# Thompson Sampling

I recently attended a talk by David Simchi-Levi of MIT, where he discussed an approach to online price discovery for inventory, to maximize some objective, such as profit. The scenario was where one could observe whether inventory was sold or not-sold to for each potential buyer in the marketplace, giving an empirical view of demand-behavior as a function of price. The optimal setting in selling the inventory is one that maximizes price x liquidation probability.

When we have no knowledge about the true demand for inventory as a function of price, we must start with some prior estimate in the form of a sold/unsold distribution (the demand function in terms of price) and modify this online during the selling period. The setup of the problem is then:

- have a fixed period in which can sell the inventory
- can observe whether a prospective buyer bought at offer price or rejected the price as too high
- determine a number of different selling price levels & some prior on their respective probability of sale at each price, starting with a uniform distribution.

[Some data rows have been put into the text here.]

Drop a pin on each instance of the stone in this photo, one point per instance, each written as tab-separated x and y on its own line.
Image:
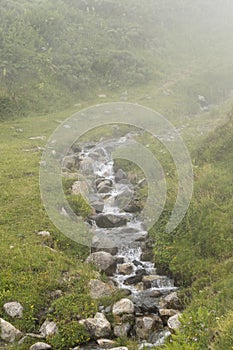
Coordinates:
152	281
13	309
104	261
122	330
104	244
105	343
40	346
125	269
174	323
165	314
44	234
8	332
98	327
99	289
48	329
171	301
110	220
120	175
123	306
146	325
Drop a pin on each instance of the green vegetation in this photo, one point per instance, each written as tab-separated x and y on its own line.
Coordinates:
57	54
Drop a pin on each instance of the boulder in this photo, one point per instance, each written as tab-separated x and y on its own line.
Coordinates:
40	346
104	261
110	220
171	301
105	343
98	327
174	323
147	325
13	309
120	175
123	306
8	332
99	289
165	314
122	330
48	329
125	269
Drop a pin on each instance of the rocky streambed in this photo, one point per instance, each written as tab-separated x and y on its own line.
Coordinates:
150	308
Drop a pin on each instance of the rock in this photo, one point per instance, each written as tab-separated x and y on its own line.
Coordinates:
122	330
120	175
136	278
110	220
40	346
125	269
165	314
153	281
44	234
105	343
123	306
145	303
98	327
48	329
104	261
174	323
171	301
146	325
104	244
8	332
98	206
13	309
99	289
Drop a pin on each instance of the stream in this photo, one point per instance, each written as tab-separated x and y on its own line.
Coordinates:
119	230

This can be modeled as the 1-armed bandit problem, where we decide amongst n bandits (slot machines), determining which slot machine gives the highest payout through iteratively adjusting our model based on observations.

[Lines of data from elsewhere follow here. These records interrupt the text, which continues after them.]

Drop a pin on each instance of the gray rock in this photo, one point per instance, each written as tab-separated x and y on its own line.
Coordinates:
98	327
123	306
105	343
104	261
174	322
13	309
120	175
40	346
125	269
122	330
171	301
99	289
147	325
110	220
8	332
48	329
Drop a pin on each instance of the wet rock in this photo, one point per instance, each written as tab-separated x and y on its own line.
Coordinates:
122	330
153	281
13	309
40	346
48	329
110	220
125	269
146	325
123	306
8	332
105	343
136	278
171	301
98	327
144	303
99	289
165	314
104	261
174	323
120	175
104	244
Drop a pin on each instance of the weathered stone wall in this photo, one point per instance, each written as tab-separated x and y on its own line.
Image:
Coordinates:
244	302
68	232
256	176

In determining the optimal price, can formulate as a sequence of bandits: a sequence of prices ranging from low to high. Associated with each price is a distribution which represents our view on the demand associated with this price (i.e. the probability of sale). With no prior, can start with an equi-probable view on demand across prices, starting with an initial Beta distribution on at each price level of B(α=1,β=1).

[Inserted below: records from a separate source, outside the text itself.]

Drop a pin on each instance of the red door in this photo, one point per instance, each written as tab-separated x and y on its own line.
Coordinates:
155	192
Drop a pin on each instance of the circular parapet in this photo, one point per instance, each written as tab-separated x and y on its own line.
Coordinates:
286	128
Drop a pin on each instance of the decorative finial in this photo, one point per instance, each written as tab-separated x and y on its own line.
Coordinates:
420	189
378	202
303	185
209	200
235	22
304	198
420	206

Rather than provide the formal setup for Thompson sampling, will illustrate its use for the above problem. The sold/unsold distributions & selection of price can then be evolved as follows:

- take a sample from each distribution associated with a price (representing the probability of sale at a each given price)
- choose the ith price (1-armed bandit) that maximizes the objective: p(sale[i]) * price[i], where p(sale) is the sampled probability from each demand/price distribution
- offer the ith price to the marketplace
- the unit of inventory is observed to be sold or unsold
- adjust the beta distribution associated with price[i] (the price used in the offer) as follows:
- if sold: B’ = B (α+1, β)
- if unsold: B = B(α, β+1)

The net effect over time is that the distributions will converge such that the optimal bandit (associated with optimal price) will offer the highest probability in sampling or at least the highest expectation (price x p(sold)). The approach (Thompson Sampling) has many applications in finance for online optimisation. Definitely going to be part of my toolset going forward.